# Motorhome Roof stains



## Adamsale (Jan 3, 2007)

Hi has anyone got any ideas how to remove brown leaf stains from my Motorhome roof before I put her to bed for the winter please?


----------



## raynipper (Aug 4, 2008)

Gumption. 
Do you remember the stuff? It was like a mild for of compound and could bring old yellow domestic appliances back to white again.

Not sure if it's still manufactured. Used to be made by Thompson and Capper Liverpool.

Ray.


----------



## Jezport (Jun 19, 2008)

Use a mild cream cleaner suitable for UPVC then rinse off and polish the area.


----------



## Adamsale (Jan 3, 2007)

Thanks Guys for you helpful replies.The missus thinks she remembers Gumption so may well look for this product or something similar if the UPVC cleaner does not work.I will give that a go first thing tomorrow morning after the frost has gone.


----------



## kandsservices (Sep 5, 2010)

G3 rubbing compound then good quaility polish i use autoglym super resin.Or just super resin polish normally works.


----------



## Adamsale (Jan 3, 2007)

Hi just a quick update.Tried the upvc cleaner to no avail and then liquid gumption with a similar outcome.However I achieved a reduction in the colour of the leaf stain with the G3 compound and a lot of elbow grease.As suggested I finished with a coat Auto Glym polish. 

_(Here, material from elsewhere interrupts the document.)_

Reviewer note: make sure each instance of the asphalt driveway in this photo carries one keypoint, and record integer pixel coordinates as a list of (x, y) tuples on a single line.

On my Christmas list will be an orbital power polisher as the elbow grease ain't what it used to be!!


----------



## kandsservices (Sep 5, 2010)

Bet your arms are like popeye now !


----------



## Adamsale (Jan 3, 2007)

I wish but I think Olive Oils pecs are more the order of the day!Thanks for your help though and hope I can call on your expertise in the future.


----------



## quiraing (Feb 12, 2007)

There is a caravan and motorhome cleaner called SILKY. It is available from most dealerships. I have found it to be excellent for removing stains and black streaks. Might be worth a try before resorting to more abrasive methods.


----------